Year 11 Stoich Q?

[Andiio]

Could you please explain with explanations and working out? Teacher didn't really go over limiting/excess and textbook fails ==
Thanks!

4.4g of P4O6 and 3.00g of I2 are mixed and allowed to react according to the equation:

5P4O6 (s) + 8I2 (s) --> 4P2I4 (s) + 3P4O10(s)

a) Which reactant is in excess and by what mass?

[pooshwaltzer]

n(P4O6) = 4.4g / (4*98 + 6*16)gmol-1 = 0.009mol
n(I2) = 3.0g / (2*126.9)gmol-1 = 0.0118mol

P4O6 = 0.009mol / 5 = 0.0018
I2 = 0.0118mol / 8 = 0.001475

P4O6 in excess; I2 limiting reagent.

[Andiio]

n(P4O6) = 4.4g / (4*98 + 6*16)gmol-1 = 0.009mol
n(I2) = 3.0g / (2*126.9)gmol-1 = 0.0118mol

P4O6 = 0.009mol / 5 = 0.0018
I2 = 0.0118mol / 8 = 0.001475

P4O6 in excess; I2 limiting reagent.

I worked out that P4O6 was in excess but i'm not sure as to whether I am correct with HOW MUCH it is in excess by and am not sure of how to calculate that; btw, isn't the Mm of P4 = 30.97*4? (Phosphorus)

[pooshwaltzer]

Molar mass (molecular weight) of P is 30.9738 g/mol

So yes, you're right.

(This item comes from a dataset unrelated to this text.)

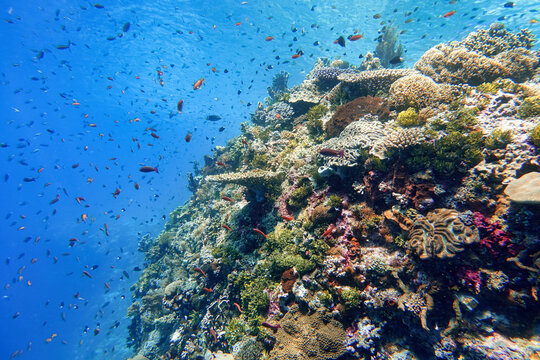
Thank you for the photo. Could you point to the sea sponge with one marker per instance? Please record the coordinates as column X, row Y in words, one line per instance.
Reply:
column 418, row 91
column 441, row 233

I dunno WTF I had gotten bloody 98 from. Going to bed now, maybe that'll fix prob.

[Andiio]

Molar mass (molecular weight) of P is 30.9738 g/mol

So yes, you're right. I dunno WTF I had gotten bloody 98 from. Going to bed now, maybe that'll fix prob.

Haha mmm..
Could you please tell me how to calculate how much phosphorus oxide is in excess by before going to sleep? XD

[Russ]

How many mol of the limiting reagent do you have? -> How many mol of the excess reactant will this consume?

It's in excess by however much you have left after that.

[pooshwaltzer]

Calculate how much product is produced by each reactant. 
NOTE:  It does not matter which product is chosen, but the same product must be used for both reactants so that the amounts can be compared.

5P4O6 (s) + 8I2 (s) --> 4P2I4 (s) + 3P4O10(s)

Choosing P2I4(s) as the reference product...

n(P4O6) = 4.4g / 220gmol-1 = 0.02mol * 4[P2I4]/5[P4O6] = 0.016 * 569.6gmol-1 = 9.1136g of P2I4
n(I2) = 3.0g / (2*126.9)gmol-1 = 0.0118mol * 4[P2I4]/8[I2] = 0.0059 * 569.6gmol-1 = 3.36064g of P2I4
I2 < P4O6; I2 is our limiting reagent, P4O6 being the excess.

Next, to find the amount of excess reactant, we must calculate how much of the non-limiting reactant actually did react with the limiting reactant.
n(I2) = 3.0g / (2*126.9)gmol-1 = 0.0118mol * 5[P4O6] / 8[I2] = 0.007375 * 220gmol-1 = 1.6225g of P4O6

1.6225g is the amount of P4O6 that reacted, not what is left over.  To find the amount of excess P4O6 remaining, subtract the amount that reacted from the amount in the original sample.
4.4g - 1.6225g = 2.7775 of excess P4O6 remaining post reaction.


Choosing P4O10(s) as the reference product...also works...same deal but replace P2I4 in your calcs with P4O10 and adjust molar ratios to commensurate.


PS - Soz about the delayed reply; didn't notice your request until this morning. Luckily I'm not at work yet so was able to provide solution.